Yeah I nearly commented about the shortcomings of this particular version but decided not to because despite there already being several more complete options than this, this was made in a new tech presumably as someone learning/experiementing with it, and the standout for me is that its new - meaning that as per my original post, the main point I take from this is that even to this day people continue to be inspired by Mario Paint.
I suspect that the posts above aren't trying to criticise the creator of this version, more the article saying "It's pretty perfect" gives false expectations, because it clearly isn't for anyone who's spent time to explore both (no shade to Alana intended). Never the less its a nifty little project and fun that Mario Paint is still alive in people's hearts and minds.
Why was this game never re-released?
@anoyonmus ask the other mario paint composer clones that have been around since like...before 2007 with no issues
https://youtu.be/5uZr3JWYdy8
My kids will absolutely love this. That’s tonight’s activity sorted!
I read the title as "Bowser-based" and then I read the tweet and I "huh, looks pretty much the same?"
@Bobb hahaha
I read it the same way at first.
Enjoy it for the ten more minutes it's allowed to exist. The "Red And Dlue Demon" is already on its way to gleefully HAMMER it out of existence...
Never mind just the composer… it’s high time for a new Mario Paint game. I figure it could be one of their smaller, cheaper titles like Part-Time UFO & Box Boy + Girl yet still a complete and full experience in its own right.
… Wun can only hope.
I literally can hum two of the pre built songs despite not plaiying it for 25 years (twinkle twinkle rendition and the default one....the one with the dog bark.........cant remember the third one. I keep thinking its a rendition of Super Mario overworld theme)
"It's pretty perfect".
Uh... oh, never mind. It's free. Whatever.

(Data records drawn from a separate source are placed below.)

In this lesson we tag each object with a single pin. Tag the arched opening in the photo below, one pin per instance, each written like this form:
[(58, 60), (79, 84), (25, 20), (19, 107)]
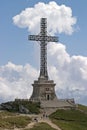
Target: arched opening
[(48, 97)]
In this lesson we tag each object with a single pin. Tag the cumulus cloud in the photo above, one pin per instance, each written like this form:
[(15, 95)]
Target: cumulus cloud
[(15, 81), (69, 73), (59, 18)]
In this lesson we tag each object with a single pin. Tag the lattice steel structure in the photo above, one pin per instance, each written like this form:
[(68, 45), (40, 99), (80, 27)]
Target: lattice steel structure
[(43, 38)]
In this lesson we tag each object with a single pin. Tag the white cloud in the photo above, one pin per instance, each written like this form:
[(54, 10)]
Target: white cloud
[(68, 72), (15, 81), (59, 16)]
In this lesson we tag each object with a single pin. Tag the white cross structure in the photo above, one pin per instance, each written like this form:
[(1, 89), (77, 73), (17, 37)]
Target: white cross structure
[(43, 38)]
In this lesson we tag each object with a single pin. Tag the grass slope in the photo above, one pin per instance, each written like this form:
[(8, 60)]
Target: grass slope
[(8, 120), (14, 106), (41, 126), (70, 119)]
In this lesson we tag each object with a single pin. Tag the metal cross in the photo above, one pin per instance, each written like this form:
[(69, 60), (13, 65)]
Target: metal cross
[(43, 38)]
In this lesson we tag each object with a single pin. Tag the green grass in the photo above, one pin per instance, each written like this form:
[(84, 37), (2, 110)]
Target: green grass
[(82, 107), (70, 119), (8, 120), (41, 126)]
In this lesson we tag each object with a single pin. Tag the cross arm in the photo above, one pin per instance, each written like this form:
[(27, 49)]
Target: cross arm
[(51, 39)]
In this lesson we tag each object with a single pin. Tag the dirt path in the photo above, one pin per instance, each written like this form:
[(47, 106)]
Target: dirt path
[(38, 120), (45, 120)]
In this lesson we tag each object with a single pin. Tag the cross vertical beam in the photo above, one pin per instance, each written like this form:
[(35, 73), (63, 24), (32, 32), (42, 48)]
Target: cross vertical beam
[(43, 38)]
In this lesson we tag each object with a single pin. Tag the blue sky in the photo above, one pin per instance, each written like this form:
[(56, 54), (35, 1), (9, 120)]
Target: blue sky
[(19, 58), (14, 45)]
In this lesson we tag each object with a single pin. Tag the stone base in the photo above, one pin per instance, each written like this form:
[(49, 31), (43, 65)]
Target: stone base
[(43, 90), (59, 103)]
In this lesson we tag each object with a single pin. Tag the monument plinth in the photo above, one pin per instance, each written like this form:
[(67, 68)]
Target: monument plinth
[(43, 88)]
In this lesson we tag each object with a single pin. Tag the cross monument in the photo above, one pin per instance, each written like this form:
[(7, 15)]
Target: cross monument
[(43, 88)]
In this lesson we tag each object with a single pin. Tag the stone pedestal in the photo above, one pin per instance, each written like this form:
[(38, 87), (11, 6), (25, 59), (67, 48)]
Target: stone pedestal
[(43, 90)]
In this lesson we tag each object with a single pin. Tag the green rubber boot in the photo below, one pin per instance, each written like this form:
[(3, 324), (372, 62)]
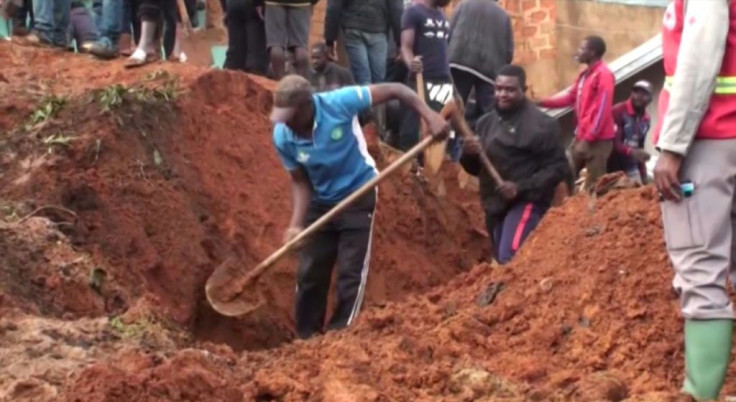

nintendo doesnt deserve our love. but mario paint is a great game and they should at least honor it a little bit.
@calbeau
doot, doo doo doot! ARF!
doot, doo doo doot! MEOW!
doot, doo doo doot! yoshi!
doot, doo doo doot! UH UHMM!
edit - i think the "yoshi" may have actually been an "oink." apologies, everyone.
I liked to pull up the pre-made Twinkle Twinkle Little Star, and then replace all the stars with pigs.
@-wc- Hahah, yes! This exactly.
@calbeau when you said 3rd demo, I didn't even have to think about it. 😊 it plays in my head, like a symphony, whenever id like lol.
this was my first brush with digital art, animation, and music making.
btw the third bgm in the options menu is my all time favorite nintendo music, sometimes, maybe. talk about leaving it on a loop! i found it enchanting as a kid.
@-wc- You know a song is good when it just resonates with you even decades later.
@Toads-Friend The creator's name is Rob.